The bang went out in all directions, filling the void with a perfectly homogeneous blanket of energy. Or nearly perfect. Slight inconsistencies in the early universe caused energy to coalesce more in certain areas than others, and as the universe cooled and matter was born from this energy, these pockets of matter/energy grew, becoming galaxies and stars and planets, and eventually...us.

Now view the evolution and growth of the cosmos as a life cycle. Infancy and childhood, followed by tumultuous changes, growing ever more complex and subdivided. Simple life on various planets comes into existence as young adulthood flowers, clearing the path for exponential spikes in diversity and complexity as the cosmos reaches adulthood. Then; a quantum leap forward. We (or other intelligent life elsewhere in the universe) emerge with a singular consciousness. A mind capable of self-awareness, capable of knowing that it, as an entity, exists. Capable of questioning itself and the universe. A mind constantly searching for answers.

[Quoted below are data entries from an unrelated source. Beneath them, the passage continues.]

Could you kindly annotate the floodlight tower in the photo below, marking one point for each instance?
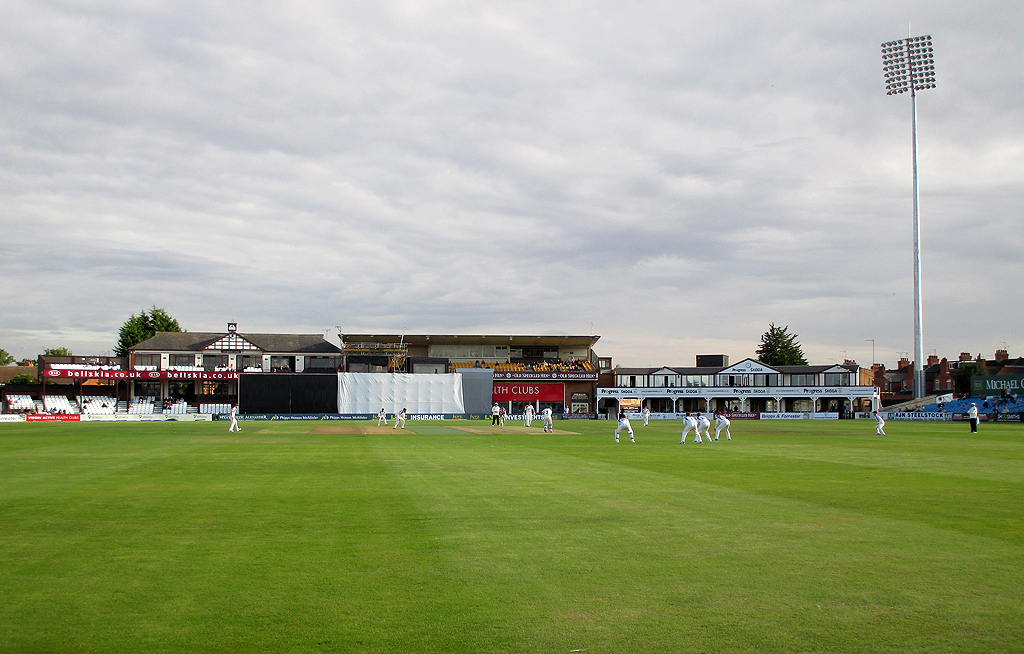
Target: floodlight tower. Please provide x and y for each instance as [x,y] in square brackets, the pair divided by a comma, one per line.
[909,68]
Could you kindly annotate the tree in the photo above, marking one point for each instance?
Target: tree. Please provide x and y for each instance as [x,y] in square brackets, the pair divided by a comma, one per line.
[142,326]
[780,348]
[964,373]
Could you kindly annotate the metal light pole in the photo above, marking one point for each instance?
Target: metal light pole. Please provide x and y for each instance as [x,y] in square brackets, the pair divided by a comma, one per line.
[908,67]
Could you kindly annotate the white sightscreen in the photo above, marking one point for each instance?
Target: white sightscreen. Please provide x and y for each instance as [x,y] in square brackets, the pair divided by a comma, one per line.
[369,392]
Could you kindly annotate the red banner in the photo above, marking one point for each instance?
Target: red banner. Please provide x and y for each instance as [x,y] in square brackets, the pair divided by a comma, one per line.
[140,375]
[527,392]
[529,375]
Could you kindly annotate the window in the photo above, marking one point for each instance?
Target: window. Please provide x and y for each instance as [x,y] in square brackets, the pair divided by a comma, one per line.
[837,379]
[214,361]
[250,362]
[214,387]
[283,363]
[152,360]
[181,359]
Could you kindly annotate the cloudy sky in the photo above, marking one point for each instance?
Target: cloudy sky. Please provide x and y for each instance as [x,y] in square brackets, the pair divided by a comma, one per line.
[670,175]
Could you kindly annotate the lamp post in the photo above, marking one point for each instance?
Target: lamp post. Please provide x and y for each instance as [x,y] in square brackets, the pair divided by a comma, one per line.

Here's my favorite part. If we are made from stardust, born billions of years ago in distant, long-dead suns, our matter and minds forged by the long process of cosmic expansion, then our search for answers is actually the universe finally capable of and attempting to understand itself. We are all equal and natural extensions of the universe's long evolution. It was only a matter of time before something as vast and inexplicable as the cosmos developed a capability for self-examination.

"What a beautiful thought I just thought," thinks the universe.